Machne Israel
- Founder: Yosef Yitzchok Schneersohn
- Headquarters: 770 Eastern Parkway
- Location: Crown Heights, United States;
- Chairman: Rabbi Yehuda Krinsky
- Comptroller: Rabbi Zalman Feldman
- Parent organization: Agudas Chasidei Chabad
- Subsidiaries: Tzivos Hashem N'shei Chabad Colel Chabad Taharas Hamishpocho International
- Website: https://machne.org/

= Machne Israel =

Social service organization of the Chabad-Lubavitch movement

Machne Israel (Hebrew: מחנה ישראל) is the social service organization of the Chabad-Lubavitch movement. Its parent organization is Agudas Chasidei Chabad, the central Chabad organization.

==Founding==
Machne Israel was founded by the 6th Chabad Rebbe, Yosef Yitzchok Schneersohn in May 1941, he remained at the head of the organization until his death in 1950 and appointed his son in-law Rabbi Menachem Mendel Schneersohn as the chairman of the executive committee. Rabbi Yehuda Krinsky serves as chairman. The Machne Israel Development Fund was later founded in 1984 in order to help fund and expand Chabad institutions.

== Mission ==
The organization's stated mission is to encourage Torah observance, performance of Mitzvot and bring people back to Teshuva. Additionally, the organization's stated goal is to spread the previous Lubavitcher Rebbe's message of "The quicker to Teshuva, the quicker the redemption (Moshiach) will arrive".

==Religious initiatives==
Machne Israel has initiated a number of religious initiatives among members of the community.
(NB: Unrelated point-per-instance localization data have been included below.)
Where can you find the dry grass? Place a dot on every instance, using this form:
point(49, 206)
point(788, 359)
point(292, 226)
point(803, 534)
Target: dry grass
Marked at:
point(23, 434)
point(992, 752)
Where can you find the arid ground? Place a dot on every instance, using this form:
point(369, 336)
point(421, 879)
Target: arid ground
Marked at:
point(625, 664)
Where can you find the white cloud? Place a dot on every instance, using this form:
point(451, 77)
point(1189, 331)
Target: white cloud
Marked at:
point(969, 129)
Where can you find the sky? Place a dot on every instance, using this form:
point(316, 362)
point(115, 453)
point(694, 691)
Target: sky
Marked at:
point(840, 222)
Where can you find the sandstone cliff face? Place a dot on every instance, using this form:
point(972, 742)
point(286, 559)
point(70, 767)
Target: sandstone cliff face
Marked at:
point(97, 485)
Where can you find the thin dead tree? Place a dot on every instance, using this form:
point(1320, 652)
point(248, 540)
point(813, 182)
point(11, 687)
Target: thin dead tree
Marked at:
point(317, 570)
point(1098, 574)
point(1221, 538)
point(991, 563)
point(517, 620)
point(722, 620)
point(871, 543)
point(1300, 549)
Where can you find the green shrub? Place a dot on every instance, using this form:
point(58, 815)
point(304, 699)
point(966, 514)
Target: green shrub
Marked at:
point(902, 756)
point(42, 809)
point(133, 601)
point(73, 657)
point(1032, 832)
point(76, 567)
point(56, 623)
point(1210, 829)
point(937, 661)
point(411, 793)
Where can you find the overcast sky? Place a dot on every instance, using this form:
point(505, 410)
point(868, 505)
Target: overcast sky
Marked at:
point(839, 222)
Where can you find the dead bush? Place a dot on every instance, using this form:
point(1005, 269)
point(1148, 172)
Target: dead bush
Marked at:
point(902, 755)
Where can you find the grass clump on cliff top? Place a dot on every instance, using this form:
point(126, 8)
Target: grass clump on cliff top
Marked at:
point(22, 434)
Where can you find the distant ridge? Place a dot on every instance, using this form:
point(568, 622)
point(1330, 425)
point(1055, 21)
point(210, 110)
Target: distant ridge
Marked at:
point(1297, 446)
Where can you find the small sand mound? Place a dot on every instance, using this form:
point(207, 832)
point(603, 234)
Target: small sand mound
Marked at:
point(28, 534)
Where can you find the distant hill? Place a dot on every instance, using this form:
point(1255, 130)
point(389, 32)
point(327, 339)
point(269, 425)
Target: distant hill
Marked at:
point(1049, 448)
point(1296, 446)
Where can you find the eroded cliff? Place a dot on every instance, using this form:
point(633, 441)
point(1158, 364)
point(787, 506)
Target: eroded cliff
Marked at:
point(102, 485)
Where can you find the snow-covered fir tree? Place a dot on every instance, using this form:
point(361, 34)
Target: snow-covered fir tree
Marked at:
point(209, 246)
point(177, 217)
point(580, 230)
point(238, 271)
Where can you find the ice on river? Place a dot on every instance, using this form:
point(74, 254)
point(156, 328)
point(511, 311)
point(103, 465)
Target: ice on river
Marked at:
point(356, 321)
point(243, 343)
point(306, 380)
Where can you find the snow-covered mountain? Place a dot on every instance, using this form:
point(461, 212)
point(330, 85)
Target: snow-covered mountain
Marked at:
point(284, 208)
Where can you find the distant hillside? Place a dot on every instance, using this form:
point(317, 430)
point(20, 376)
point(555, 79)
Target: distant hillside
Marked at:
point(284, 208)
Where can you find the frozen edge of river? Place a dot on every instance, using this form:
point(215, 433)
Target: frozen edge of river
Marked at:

- Mishnayos Baal Peh (Memorization of the Mishnah) - The six orders of the Mishnah are divided among the participants via a raffle, with the whole Mishna being completed once a year. At its completion a Siyum celebration takes place.
- Tehillim Societies - Mahane Israel creates Tehillim societies for the daily saying of psalms as well as enhancing and encouraging the existing ones. These societies work with the Universal Tehillim Society founded in the Old City of Jerusalem.
- Chalukat Hashas - The whole Talmud is split amongst the members of Mahane Israel, with each member taking upon himself one tractate to complete by year's end.

== Charity Funds ==

- Machne Israel Development Fund -
- Kupas Rabeinu (the Fund of our Rebbe) – A fund originally instituted by the fifth Rebbe, Sholom Dovber Schneersohn, it serves general purposes.
- Keren Mamosh – A fund established in honor of the Rebbe during the week of Gimmel Tammuz, Keren means fund, and MaMoSh is in reference to the name Menachem Mendel Schneerson. The fund's stated goal is to strengthen Chabad-Lubavitch institutions around the globe. The fund offers grants for the creation of Mitzvah Tanks.
- Keren Hachomesh
- Keren Hashana - A yearly fundraiser for the needy taking place during the High Holidays.
- Keren Mamosh – A fund established in honor of the Rebbe during the week of Gimmel Tammuz, Keren means fund, and MaMoSh is in reference to the name Menachem Mendel Schneerson. The fund's stated goal is to strengthen Chabad-Lubavitch institutions around the globe. The fund offers grants for the creation of Mitzvah Tanks.
- Tishrei Fund
- Keren Chana
- Ata Horeisa
- Yud Tes Kislev-Chanukah
- Keren Torah
- Passover Fund
- Keren Oholei Yosef Yitzchak
- DollarDaily.org - A daily-giving fund that encourages donors to contribute one dollar a day to provide financial assistance to Chabad shluchim and Chabad Houses worldwide. The fund allows shluchim to request support for personal, family, and community needs.

== Elections ==
Machne Israel board members are elected. Rabbi Yossi New, Rabbi Berl Goldman, and Rabbi Levi Gansburg and Rabbi Yitzchok Wolf are named as new board members in 2022.